Don’t be fooled. This war was never over the federal budget deficit.

In fact, federal deficits are dropping as a percent of the total economy.

For the fiscal year ending in September 2009, the deficit was 10.1 percent of the gross domestic product, the value of all goods and services produced in America. In 2010, it was 9 percent. In 2011, 8.7 percent. In the 2012 fiscal year, it was down to 7 percent.

The deficit ballooned in 2009 because of the Great Recession. It knocked so many people out of work that tax revenues dropped to the lowest share of the economy in over sixty years. (The Bush tax cuts on the rich also reduced revenues.) The recession also boosted government spending on a stimulus program and on safety nets like unemployment insurance and food stamps.

But as the nation slowly emerges from recession, more people are employed — generating more tax revenues, and requiring less spending on safety nets and stimulus. That’s why the deficit is shrinking.

Yes, deficits are projected to rise again in coming years as a percent of GDP. But that’s mainly due to the rising costs of health care, along with aging baby boomers who are expected to need more medical treatment.

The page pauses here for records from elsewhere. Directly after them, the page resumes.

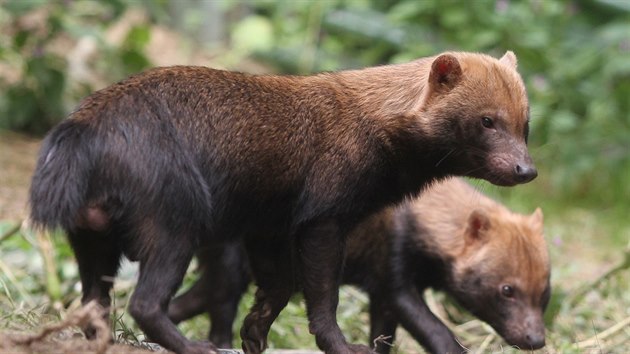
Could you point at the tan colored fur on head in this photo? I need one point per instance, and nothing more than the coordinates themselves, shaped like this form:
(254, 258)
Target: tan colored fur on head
(509, 59)
(446, 72)
(478, 224)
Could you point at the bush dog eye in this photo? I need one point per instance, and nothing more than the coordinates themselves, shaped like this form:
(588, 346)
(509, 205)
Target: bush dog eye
(507, 291)
(487, 122)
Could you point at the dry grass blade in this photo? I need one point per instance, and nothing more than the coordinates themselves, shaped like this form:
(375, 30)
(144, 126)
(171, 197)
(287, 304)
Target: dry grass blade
(597, 339)
(91, 314)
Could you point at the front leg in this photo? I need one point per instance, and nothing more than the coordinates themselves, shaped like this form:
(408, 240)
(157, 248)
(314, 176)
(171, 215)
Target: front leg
(383, 324)
(416, 317)
(321, 255)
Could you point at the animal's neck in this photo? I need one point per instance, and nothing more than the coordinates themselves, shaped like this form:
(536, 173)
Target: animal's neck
(389, 91)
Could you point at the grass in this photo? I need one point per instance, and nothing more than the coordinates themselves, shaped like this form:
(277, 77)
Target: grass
(589, 312)
(587, 240)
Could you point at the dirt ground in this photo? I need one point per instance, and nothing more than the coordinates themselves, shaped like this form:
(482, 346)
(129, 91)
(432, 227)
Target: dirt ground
(18, 155)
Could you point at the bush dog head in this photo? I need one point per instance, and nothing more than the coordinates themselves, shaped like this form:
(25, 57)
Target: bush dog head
(502, 274)
(481, 105)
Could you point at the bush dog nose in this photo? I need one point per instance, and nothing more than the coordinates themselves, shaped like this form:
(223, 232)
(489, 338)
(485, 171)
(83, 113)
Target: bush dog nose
(534, 341)
(525, 172)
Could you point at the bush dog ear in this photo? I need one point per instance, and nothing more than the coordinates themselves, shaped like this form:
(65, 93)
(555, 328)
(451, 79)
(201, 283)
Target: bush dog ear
(536, 220)
(445, 73)
(478, 224)
(509, 59)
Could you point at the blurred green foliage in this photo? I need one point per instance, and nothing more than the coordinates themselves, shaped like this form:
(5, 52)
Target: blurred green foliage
(37, 39)
(573, 55)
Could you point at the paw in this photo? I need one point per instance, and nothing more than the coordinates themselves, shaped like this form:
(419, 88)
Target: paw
(200, 348)
(253, 341)
(360, 349)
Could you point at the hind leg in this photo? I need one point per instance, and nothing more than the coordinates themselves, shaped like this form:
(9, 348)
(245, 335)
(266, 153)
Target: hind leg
(162, 269)
(321, 251)
(271, 265)
(98, 258)
(218, 291)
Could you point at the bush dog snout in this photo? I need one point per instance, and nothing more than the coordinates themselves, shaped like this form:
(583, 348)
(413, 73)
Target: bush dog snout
(178, 158)
(492, 261)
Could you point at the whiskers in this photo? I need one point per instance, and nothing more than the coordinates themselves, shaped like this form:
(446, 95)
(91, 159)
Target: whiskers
(445, 156)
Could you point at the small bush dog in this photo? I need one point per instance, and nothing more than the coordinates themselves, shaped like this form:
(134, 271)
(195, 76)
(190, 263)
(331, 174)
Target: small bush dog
(453, 238)
(174, 159)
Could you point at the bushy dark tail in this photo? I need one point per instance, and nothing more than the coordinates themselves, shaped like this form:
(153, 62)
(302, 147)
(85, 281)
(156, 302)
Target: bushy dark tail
(60, 182)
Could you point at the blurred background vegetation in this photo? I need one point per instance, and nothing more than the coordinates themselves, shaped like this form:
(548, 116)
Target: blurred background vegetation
(573, 55)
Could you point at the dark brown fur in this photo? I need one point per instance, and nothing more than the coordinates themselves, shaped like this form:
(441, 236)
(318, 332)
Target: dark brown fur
(179, 158)
(453, 239)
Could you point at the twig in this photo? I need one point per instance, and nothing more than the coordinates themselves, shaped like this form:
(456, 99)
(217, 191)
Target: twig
(486, 342)
(4, 268)
(11, 231)
(596, 339)
(91, 314)
(45, 246)
(581, 292)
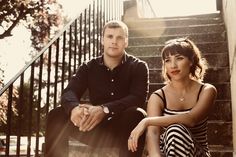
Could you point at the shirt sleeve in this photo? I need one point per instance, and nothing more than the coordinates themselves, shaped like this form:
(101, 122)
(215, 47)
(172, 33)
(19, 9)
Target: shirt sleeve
(138, 91)
(73, 92)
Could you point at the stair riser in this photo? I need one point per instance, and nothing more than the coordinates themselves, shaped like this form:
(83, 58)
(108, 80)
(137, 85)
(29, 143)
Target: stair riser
(215, 61)
(155, 50)
(176, 30)
(223, 90)
(220, 134)
(170, 23)
(213, 75)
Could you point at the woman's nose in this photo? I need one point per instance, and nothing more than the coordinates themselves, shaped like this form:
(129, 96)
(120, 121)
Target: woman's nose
(173, 64)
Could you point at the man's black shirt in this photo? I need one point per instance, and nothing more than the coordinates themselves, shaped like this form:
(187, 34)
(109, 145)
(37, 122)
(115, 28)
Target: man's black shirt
(118, 89)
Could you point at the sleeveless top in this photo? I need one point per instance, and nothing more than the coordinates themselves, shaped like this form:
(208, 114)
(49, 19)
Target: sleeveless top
(199, 132)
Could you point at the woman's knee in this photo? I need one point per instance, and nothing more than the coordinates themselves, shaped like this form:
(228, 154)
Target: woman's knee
(135, 113)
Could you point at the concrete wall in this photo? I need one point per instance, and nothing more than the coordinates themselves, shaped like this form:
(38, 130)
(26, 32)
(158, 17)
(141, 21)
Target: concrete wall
(229, 14)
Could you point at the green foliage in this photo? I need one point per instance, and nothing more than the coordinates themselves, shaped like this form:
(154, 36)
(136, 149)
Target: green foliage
(40, 16)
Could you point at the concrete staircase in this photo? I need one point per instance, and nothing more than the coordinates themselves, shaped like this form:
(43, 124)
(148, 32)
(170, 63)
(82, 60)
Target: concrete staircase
(147, 37)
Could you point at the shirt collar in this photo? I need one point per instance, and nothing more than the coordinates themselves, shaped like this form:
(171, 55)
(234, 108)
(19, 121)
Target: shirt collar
(124, 59)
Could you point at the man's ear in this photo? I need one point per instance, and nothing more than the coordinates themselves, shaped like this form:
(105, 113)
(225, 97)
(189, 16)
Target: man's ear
(102, 40)
(126, 42)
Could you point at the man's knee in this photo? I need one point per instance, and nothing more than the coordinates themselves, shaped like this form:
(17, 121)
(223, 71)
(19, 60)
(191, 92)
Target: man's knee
(56, 114)
(136, 113)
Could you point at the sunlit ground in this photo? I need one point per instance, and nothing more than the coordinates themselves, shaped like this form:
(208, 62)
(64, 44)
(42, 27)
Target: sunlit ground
(14, 50)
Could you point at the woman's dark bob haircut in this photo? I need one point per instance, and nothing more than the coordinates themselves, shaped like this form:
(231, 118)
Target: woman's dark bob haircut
(187, 48)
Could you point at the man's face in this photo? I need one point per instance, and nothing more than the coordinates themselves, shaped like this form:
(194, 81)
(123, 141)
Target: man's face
(114, 41)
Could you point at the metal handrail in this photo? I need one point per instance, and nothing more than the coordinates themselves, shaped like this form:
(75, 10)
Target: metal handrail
(80, 34)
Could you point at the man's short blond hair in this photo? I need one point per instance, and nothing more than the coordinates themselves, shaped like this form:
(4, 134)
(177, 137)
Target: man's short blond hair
(116, 24)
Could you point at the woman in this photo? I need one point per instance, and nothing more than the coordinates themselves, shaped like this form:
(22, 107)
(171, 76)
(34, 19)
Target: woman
(181, 107)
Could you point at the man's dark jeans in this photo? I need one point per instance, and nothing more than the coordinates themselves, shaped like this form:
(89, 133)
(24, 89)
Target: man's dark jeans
(109, 133)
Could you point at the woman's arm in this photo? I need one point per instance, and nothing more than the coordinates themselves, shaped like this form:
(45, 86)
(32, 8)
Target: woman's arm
(154, 108)
(199, 112)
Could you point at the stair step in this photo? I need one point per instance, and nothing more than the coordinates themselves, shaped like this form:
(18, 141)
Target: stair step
(179, 21)
(219, 74)
(158, 31)
(223, 89)
(155, 50)
(215, 60)
(160, 40)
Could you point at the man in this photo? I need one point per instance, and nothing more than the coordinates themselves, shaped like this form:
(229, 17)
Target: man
(117, 84)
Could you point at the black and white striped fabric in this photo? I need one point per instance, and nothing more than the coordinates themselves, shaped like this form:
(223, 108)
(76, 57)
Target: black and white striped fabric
(178, 140)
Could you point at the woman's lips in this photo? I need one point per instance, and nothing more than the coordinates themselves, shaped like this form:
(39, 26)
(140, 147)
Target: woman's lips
(175, 72)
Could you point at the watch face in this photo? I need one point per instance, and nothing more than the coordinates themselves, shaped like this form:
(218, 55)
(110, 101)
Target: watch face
(105, 109)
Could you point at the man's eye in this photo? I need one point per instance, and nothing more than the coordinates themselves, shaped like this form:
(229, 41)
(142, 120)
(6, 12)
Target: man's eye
(180, 58)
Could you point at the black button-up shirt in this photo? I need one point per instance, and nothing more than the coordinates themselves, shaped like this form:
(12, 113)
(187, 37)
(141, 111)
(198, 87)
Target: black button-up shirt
(118, 89)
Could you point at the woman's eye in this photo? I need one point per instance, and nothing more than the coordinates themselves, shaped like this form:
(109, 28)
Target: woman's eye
(180, 58)
(167, 60)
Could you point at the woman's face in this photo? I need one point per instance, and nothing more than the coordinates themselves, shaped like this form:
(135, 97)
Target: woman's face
(177, 66)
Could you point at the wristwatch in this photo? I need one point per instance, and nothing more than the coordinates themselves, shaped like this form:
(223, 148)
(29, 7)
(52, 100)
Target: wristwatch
(105, 109)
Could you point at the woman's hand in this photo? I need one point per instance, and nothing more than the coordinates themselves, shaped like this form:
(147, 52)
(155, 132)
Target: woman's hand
(135, 134)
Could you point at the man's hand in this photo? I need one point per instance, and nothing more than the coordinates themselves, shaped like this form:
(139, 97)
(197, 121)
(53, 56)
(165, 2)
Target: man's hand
(78, 114)
(94, 117)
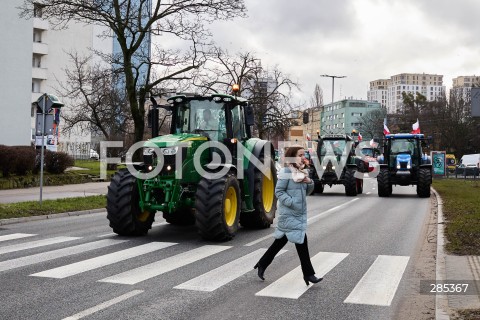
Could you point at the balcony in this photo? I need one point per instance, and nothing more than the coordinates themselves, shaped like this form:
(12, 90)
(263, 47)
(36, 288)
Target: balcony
(39, 23)
(40, 48)
(39, 73)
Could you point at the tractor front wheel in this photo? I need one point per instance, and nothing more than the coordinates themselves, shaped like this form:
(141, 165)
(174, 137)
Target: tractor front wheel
(123, 206)
(264, 200)
(217, 207)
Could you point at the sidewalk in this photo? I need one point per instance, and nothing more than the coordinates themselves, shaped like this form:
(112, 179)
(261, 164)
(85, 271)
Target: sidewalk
(54, 192)
(456, 270)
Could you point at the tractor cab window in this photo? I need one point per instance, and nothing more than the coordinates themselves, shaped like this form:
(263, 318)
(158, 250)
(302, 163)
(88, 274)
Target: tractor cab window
(403, 146)
(238, 123)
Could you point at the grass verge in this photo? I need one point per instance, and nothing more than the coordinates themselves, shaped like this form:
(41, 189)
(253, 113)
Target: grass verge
(33, 208)
(461, 209)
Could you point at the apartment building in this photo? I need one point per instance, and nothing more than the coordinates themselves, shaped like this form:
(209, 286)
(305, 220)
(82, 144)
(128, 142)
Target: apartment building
(462, 85)
(343, 116)
(388, 92)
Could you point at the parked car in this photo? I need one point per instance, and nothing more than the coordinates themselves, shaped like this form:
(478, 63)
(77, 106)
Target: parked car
(468, 170)
(94, 154)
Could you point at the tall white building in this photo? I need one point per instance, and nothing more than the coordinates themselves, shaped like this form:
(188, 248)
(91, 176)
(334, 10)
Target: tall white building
(462, 85)
(389, 91)
(33, 61)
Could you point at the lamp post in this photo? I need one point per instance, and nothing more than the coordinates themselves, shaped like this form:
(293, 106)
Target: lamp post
(45, 103)
(333, 92)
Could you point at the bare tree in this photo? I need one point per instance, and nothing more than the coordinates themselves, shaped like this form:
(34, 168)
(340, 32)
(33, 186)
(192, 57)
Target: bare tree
(268, 90)
(94, 101)
(131, 23)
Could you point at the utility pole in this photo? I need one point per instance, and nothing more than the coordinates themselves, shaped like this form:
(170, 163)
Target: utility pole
(333, 93)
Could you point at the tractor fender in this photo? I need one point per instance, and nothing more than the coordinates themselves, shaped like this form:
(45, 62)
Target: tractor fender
(257, 150)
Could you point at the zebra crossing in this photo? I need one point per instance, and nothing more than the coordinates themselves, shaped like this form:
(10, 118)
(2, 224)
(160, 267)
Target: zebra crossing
(377, 286)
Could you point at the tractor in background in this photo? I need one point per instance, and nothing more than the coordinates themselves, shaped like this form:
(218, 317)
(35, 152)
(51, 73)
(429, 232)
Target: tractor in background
(404, 163)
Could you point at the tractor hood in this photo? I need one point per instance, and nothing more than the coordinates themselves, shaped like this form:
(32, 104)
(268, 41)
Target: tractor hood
(172, 140)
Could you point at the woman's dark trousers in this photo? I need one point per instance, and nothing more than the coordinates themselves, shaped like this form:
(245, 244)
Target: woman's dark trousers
(302, 250)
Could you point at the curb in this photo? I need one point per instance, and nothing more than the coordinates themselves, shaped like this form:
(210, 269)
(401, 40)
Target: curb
(441, 301)
(49, 216)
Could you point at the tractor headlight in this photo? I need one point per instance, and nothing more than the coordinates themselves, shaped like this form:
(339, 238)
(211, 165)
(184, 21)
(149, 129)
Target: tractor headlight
(170, 151)
(148, 151)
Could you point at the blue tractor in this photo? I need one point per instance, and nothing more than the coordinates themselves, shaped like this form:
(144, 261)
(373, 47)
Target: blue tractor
(404, 163)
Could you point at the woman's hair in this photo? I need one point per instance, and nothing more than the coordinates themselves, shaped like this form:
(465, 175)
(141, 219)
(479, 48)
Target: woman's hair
(291, 153)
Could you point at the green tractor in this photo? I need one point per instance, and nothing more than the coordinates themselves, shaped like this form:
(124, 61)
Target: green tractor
(209, 171)
(335, 163)
(404, 163)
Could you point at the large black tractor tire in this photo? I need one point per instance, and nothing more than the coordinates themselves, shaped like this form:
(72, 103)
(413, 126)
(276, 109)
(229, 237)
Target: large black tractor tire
(383, 184)
(181, 217)
(264, 200)
(350, 183)
(359, 186)
(217, 207)
(424, 182)
(123, 209)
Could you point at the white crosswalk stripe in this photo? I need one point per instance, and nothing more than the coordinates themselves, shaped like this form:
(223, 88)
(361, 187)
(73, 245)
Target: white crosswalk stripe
(15, 236)
(55, 254)
(292, 285)
(377, 286)
(35, 244)
(98, 262)
(159, 267)
(380, 282)
(220, 276)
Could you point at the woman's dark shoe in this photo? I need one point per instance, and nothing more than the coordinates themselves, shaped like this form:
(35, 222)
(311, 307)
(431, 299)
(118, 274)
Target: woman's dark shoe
(261, 271)
(311, 279)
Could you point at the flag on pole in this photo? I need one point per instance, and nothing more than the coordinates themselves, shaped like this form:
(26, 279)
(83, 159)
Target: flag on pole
(416, 127)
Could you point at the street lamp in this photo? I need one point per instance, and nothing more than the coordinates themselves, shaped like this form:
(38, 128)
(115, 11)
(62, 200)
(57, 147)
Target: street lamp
(45, 103)
(333, 92)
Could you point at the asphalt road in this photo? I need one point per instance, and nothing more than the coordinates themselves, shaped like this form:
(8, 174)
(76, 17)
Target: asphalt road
(76, 268)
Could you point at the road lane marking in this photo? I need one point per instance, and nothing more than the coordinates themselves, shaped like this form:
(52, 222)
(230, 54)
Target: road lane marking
(55, 254)
(101, 261)
(15, 236)
(104, 305)
(165, 265)
(35, 244)
(379, 284)
(220, 276)
(292, 286)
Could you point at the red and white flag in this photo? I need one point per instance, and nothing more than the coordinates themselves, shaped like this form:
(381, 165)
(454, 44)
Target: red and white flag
(385, 129)
(416, 127)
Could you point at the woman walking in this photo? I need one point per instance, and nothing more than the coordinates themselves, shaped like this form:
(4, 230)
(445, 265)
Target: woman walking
(292, 188)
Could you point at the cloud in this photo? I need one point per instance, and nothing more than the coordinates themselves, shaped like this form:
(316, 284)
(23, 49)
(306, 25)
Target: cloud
(364, 40)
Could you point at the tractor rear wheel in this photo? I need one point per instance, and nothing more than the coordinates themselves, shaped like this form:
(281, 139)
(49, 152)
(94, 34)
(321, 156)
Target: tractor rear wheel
(383, 184)
(217, 207)
(123, 206)
(350, 183)
(264, 200)
(424, 182)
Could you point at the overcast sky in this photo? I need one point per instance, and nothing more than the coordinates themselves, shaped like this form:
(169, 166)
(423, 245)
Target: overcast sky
(363, 40)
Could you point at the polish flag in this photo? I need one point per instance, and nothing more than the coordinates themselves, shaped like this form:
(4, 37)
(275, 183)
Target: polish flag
(385, 129)
(416, 127)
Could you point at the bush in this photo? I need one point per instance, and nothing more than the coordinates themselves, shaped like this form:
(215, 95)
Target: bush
(57, 162)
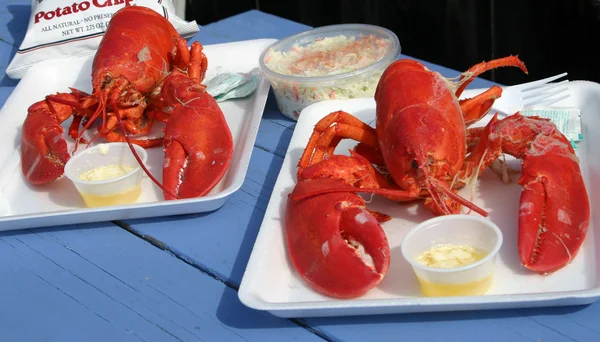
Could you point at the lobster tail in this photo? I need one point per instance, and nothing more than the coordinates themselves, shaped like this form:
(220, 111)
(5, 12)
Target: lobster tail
(334, 243)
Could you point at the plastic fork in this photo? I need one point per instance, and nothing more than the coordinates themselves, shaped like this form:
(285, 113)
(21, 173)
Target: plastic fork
(537, 93)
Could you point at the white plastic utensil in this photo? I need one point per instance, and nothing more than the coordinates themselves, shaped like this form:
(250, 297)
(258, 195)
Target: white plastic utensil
(541, 92)
(5, 175)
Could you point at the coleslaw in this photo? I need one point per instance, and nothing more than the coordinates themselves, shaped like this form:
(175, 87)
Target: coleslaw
(326, 69)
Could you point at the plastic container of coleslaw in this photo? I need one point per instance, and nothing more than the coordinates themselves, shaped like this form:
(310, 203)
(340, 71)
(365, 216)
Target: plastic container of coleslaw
(330, 62)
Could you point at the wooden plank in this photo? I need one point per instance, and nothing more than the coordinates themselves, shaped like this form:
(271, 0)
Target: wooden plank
(100, 283)
(14, 18)
(219, 242)
(579, 323)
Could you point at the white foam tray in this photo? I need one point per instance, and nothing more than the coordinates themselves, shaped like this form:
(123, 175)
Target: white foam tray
(270, 283)
(59, 203)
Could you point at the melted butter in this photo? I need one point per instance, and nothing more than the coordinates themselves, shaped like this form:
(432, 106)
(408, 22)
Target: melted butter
(453, 256)
(105, 172)
(450, 256)
(124, 197)
(473, 288)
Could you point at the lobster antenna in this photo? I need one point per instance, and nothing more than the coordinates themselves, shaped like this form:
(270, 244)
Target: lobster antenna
(135, 155)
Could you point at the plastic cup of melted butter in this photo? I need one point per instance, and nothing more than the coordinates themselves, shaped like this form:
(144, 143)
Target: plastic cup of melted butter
(107, 174)
(453, 255)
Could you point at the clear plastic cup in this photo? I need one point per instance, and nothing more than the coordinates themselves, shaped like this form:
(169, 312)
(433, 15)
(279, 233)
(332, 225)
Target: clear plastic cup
(469, 280)
(124, 189)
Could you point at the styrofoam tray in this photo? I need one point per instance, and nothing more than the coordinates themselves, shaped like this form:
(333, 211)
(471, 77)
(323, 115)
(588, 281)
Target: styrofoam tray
(271, 284)
(59, 203)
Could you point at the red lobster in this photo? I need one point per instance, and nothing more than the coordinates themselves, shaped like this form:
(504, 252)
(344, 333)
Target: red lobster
(424, 149)
(143, 71)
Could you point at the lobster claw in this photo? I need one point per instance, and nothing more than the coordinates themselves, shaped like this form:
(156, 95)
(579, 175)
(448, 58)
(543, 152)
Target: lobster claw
(43, 148)
(198, 142)
(554, 210)
(333, 241)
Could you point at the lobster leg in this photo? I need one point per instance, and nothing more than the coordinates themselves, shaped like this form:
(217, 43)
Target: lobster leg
(478, 69)
(331, 128)
(475, 108)
(554, 209)
(334, 243)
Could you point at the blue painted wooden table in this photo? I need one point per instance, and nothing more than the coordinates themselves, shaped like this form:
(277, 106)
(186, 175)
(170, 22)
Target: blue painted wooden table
(176, 278)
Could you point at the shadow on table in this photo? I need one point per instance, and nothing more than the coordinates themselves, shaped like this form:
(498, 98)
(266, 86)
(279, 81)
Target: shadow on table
(231, 311)
(477, 315)
(39, 230)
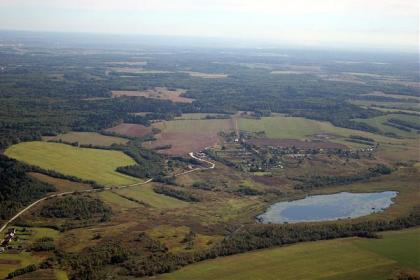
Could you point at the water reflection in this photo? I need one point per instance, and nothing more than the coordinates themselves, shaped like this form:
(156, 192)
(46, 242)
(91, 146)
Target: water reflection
(328, 207)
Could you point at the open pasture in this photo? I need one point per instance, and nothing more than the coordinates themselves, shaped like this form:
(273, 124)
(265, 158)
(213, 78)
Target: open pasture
(279, 127)
(130, 130)
(205, 75)
(351, 258)
(381, 124)
(174, 95)
(186, 136)
(135, 70)
(397, 96)
(88, 164)
(146, 195)
(288, 143)
(87, 138)
(61, 184)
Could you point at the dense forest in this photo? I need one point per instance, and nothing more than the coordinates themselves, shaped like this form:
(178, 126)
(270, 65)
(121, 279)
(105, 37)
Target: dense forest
(17, 189)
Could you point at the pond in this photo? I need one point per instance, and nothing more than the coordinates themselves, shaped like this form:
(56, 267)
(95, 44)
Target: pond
(330, 207)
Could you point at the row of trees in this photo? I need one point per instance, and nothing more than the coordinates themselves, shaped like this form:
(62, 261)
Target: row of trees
(148, 257)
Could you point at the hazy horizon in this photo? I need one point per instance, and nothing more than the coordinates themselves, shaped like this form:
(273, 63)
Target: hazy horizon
(351, 24)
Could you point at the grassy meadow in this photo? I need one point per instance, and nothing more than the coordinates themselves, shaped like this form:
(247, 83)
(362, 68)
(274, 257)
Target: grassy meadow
(89, 164)
(351, 258)
(195, 126)
(278, 127)
(87, 138)
(379, 123)
(146, 195)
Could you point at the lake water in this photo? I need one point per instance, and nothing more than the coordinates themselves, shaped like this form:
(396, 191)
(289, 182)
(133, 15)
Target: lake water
(328, 207)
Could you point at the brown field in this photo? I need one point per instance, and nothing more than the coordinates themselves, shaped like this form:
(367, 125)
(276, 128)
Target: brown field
(156, 93)
(288, 143)
(183, 143)
(129, 63)
(206, 75)
(134, 70)
(270, 181)
(131, 130)
(397, 96)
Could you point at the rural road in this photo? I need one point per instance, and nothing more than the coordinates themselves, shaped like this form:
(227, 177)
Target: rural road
(212, 165)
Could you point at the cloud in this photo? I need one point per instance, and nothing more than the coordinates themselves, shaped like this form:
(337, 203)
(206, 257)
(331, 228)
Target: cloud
(280, 7)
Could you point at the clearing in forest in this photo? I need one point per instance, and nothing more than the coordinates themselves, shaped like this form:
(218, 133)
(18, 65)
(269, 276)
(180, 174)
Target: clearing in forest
(174, 95)
(206, 75)
(131, 130)
(385, 124)
(183, 136)
(87, 138)
(84, 163)
(279, 127)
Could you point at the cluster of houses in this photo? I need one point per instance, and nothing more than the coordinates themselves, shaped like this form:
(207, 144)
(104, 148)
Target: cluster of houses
(7, 239)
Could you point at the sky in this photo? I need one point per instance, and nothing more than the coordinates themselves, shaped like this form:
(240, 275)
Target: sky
(382, 24)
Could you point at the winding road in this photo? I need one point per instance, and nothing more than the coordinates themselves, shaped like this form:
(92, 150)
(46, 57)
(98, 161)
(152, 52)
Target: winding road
(212, 165)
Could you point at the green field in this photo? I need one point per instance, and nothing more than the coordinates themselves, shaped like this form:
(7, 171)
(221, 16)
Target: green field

Health care already consumes 18 percent of the total economy and almost a quarter of the federal budget (mostly in Medicare and Medicaid).

So if the ongoing war between Republicans and Democrats was really over those future budget deficits, you might expect Republicans and Democrats to be focusing on ways to hold down future healthcare costs.

They might be debating how to make the cost controls in the Affordable Care Act more effective, for example, or the merits of moving to a more efficient single-payer system, as every other advanced country has done.

But they’re not debating this, because the federal deficit is not what this war is about.

It’s about the size of government. Tea-Party Republicans (and other congressional Republicans worried about a Tea-Party challenge in their next primary) want the government to be much smaller.

“My goal,” says conservative guru Grover Norquist, “is to cut government in half in twenty-five years, to get it down to the size where we can drown it in the bathtub.”

What’s behind this zeal to shrink government? It’s not that the U.S. government has suddenly become larger. In fact, non-military government spending relative to the size of the U.S. economy remains the smallest of any other rich nation.

Apart from the military, Medicare and Social Security account for almost everything else the federal government does – and these programs continue to be hugely popular, as Republicans learn every time they threaten them.

The animus toward government has more to do with the growing frustrations of many Americans that they’re not getting ahead no matter how hard they work.

Government is an easy scapegoat, utilized by much of corporate America to convince average Americans to cut taxes, spending, and regulations — and divert attention from record-high corporate profits and concentration of income and wealth at the top. 

The median wage continues to drop, adjusted for inflation, even though the economy is growing. And the share of the economy going to wages rather than to profits is the smallest on record.

Increasingly it’s looked like the game is rigged, especially when people see government bailing out Wall Street (the Tea Party movement grew out of the bailout, as did the Occupiers), and handing out corporate welfare to big agriculture, big pharma, oil companies, and the insurance industry, to name but a few of the recipients. 

The outrage grows when average working people are told – falsely — that a growing portion of Americans don’t pay taxes and live off government handouts.

The battle over the fiscal cliff is over, but the trench warfare will continue.